As was heretofore pointed out, 15 U.S.C. § 1605(c) makes it clear that in the event that the. consumer is provided with the cost and term of the property insurance and with written notice advising the consumer that the property insurance may be obtained from a provider of the consumer's choice, the lender may place the property insurance in the amount to be financed. Since this was done in connection with the 1990 loan, Mid-Penn had the right to place the premium for the property insurance in the amount to be financed.
Furthermore, the record in this case shows that in connection with the 1990 loan, a detailed disclosure statement was given to the Wrights which showed that the amount to be financed included $175.68, the amount of the property insurance premium for one year. There was, thus, no material failure to disclose in the 1990 transaction.
The Wrights claim that a material TILA violation occurred in the 1990 loan transaction on the ground that the disclosure statement of the amount to be financed included $175.68 that was the cost of the property insurance for 1989. The Wrights, however, overlook the fact that the 1989 loan transaction has been rescinded. The result of this rescission is that the balance due in connection with the 1989 loan transaction must be recalculated, with the premium for the 1989 property insurance and the interest paid thereon removed from the balance of the loan since, as heretofore pointed out, under the rescission of the 1989 loan, the Wrights are no longer liable for the finance charges connected with the 1989 loan.
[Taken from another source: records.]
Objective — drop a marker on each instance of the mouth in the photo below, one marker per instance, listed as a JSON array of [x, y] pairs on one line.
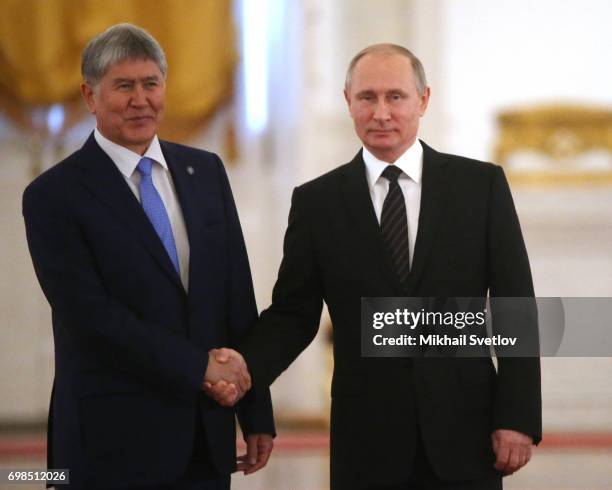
[[381, 132], [140, 118]]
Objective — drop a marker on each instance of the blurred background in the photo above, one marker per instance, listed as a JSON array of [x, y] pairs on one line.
[[524, 84]]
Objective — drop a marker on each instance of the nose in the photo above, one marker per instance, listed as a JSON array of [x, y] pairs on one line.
[[381, 111], [139, 98]]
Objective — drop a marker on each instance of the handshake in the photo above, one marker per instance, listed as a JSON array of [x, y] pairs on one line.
[[227, 378]]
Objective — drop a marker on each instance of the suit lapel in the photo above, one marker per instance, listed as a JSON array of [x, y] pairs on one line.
[[356, 195], [103, 179], [434, 193]]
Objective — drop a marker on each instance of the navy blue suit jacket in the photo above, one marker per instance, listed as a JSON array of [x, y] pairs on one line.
[[130, 344]]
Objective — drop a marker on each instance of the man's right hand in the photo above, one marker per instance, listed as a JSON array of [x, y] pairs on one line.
[[227, 378]]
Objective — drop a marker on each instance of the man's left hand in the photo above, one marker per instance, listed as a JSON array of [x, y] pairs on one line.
[[259, 447], [512, 450]]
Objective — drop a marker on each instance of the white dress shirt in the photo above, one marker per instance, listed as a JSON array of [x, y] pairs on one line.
[[411, 164], [127, 161]]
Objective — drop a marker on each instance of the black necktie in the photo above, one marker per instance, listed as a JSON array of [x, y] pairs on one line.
[[394, 224]]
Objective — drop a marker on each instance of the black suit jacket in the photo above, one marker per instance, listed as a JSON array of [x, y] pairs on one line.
[[130, 344], [469, 243]]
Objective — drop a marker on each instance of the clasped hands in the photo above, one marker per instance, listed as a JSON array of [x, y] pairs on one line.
[[227, 378]]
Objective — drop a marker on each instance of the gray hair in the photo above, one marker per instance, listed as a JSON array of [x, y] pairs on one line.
[[388, 48], [119, 43]]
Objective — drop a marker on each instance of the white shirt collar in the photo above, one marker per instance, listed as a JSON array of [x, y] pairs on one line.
[[127, 160], [411, 163]]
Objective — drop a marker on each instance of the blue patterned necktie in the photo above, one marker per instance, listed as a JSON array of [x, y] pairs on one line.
[[156, 211]]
To allow rescission of the 1990 loan and to find Mid-Penn liable for additional statutory penalties would impose penalties twice for the material violation of TILA that was found in connection with the 1989 loan. That this is so is obvious when one considers that a simple recalculation of the payoff figure of the 1989 loan based on amounts determined after rescission of that loan will result in a determination of the accurate balance due on the 1989 transaction.
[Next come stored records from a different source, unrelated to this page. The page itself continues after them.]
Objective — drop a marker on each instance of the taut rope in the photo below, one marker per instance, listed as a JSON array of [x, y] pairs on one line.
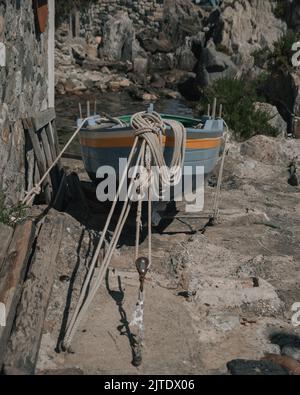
[[149, 129]]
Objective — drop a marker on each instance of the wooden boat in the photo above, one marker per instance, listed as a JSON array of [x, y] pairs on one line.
[[103, 144]]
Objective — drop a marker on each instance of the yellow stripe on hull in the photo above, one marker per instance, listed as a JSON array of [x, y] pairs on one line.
[[124, 142]]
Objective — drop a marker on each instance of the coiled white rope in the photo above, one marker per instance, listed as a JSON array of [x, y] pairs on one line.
[[149, 129]]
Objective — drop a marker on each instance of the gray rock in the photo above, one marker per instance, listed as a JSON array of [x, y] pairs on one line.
[[291, 351], [119, 41], [275, 119], [241, 367]]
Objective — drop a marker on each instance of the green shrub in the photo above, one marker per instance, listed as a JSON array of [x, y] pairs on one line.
[[238, 98], [281, 55], [281, 9], [10, 215]]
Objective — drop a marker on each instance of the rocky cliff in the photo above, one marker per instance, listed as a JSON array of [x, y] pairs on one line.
[[190, 48]]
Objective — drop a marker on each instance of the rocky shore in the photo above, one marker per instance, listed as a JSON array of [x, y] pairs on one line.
[[212, 297], [188, 49]]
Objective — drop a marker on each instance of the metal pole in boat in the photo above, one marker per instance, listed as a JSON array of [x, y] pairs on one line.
[[214, 109], [80, 111], [221, 111], [88, 109]]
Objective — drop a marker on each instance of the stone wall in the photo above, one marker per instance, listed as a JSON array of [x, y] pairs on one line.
[[143, 13], [23, 88]]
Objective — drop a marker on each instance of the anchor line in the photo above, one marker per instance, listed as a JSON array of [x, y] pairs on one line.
[[149, 129]]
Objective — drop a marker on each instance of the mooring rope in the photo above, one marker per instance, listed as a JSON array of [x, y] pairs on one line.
[[216, 202], [149, 128]]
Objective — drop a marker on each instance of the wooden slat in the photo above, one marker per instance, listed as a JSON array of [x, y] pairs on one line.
[[25, 339], [6, 233], [43, 118], [48, 155], [54, 134], [49, 131], [12, 276], [40, 157]]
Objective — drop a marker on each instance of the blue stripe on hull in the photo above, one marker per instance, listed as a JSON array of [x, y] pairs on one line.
[[96, 157]]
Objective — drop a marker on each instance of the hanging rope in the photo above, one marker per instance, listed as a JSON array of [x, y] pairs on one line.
[[149, 129]]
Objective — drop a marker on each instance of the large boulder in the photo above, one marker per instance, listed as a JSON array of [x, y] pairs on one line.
[[181, 19], [247, 25], [119, 40], [274, 118]]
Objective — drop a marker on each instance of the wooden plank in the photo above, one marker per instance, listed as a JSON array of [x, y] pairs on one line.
[[48, 155], [77, 193], [6, 233], [49, 131], [40, 157], [41, 119], [25, 339], [12, 275], [59, 201]]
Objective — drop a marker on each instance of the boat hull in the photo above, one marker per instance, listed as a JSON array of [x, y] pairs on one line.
[[103, 147]]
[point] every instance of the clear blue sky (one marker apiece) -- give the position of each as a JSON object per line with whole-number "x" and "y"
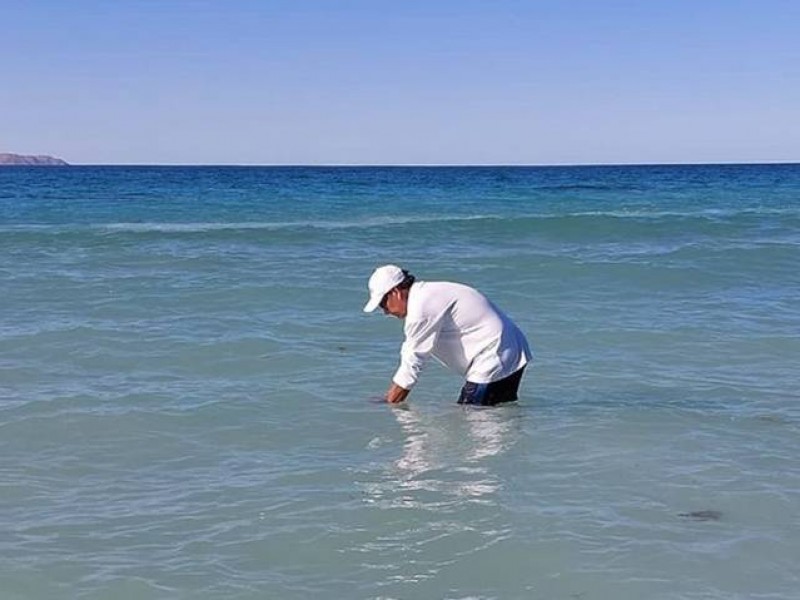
{"x": 401, "y": 82}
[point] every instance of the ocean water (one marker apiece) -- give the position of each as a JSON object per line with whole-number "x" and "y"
{"x": 187, "y": 385}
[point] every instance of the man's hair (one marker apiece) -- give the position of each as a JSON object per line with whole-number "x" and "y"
{"x": 408, "y": 280}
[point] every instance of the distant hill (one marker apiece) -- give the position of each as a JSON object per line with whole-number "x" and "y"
{"x": 21, "y": 159}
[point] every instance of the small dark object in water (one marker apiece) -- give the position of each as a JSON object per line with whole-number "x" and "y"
{"x": 702, "y": 515}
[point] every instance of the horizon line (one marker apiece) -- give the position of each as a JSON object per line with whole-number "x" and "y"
{"x": 432, "y": 165}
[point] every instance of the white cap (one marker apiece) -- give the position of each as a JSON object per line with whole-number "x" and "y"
{"x": 382, "y": 281}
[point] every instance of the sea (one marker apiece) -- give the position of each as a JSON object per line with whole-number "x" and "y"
{"x": 190, "y": 392}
Although a single violation of TILA gives rise to full liability for statutory damages, 15 U.S.C. § 1640(a), multiple violations of TILA in the course of a single loan do not yield multiple penalties but result in only a single penalty. 15 U.S.C. § 1640(g). Congress never intended that a material violation in one year giving the consumer the right to rescind would require the imposition of statutory penalties in a subsequent year where, as in this case, the lender corrected its disclosure failure in the subsequent year.
The Wrights' claim for rescission and statutory damages in connection with the 1990 transaction appear to be based on an opinion of another bankruptcy judge in In re Steinbrecher, 110 B.R. 155 (Bkrtcy., E.D.Pa.1990). However, there is a material difference between the facts in Stein-brecher and the facts in this case. In Steinbrecher, the creditor never corrected its failure to disclose the consumer's option to place their own property insurance. In this case, as the record shows, Mid-Penn did. It is the opinion of this Court that the factual determinations made by the bankruptcy judge in this case in connection with the 1990 transaction are correct and should be affirmed.
. Footnotes have the same legal effect as the text of the regulation. 12 C.F.R. § 226.2(b)(4).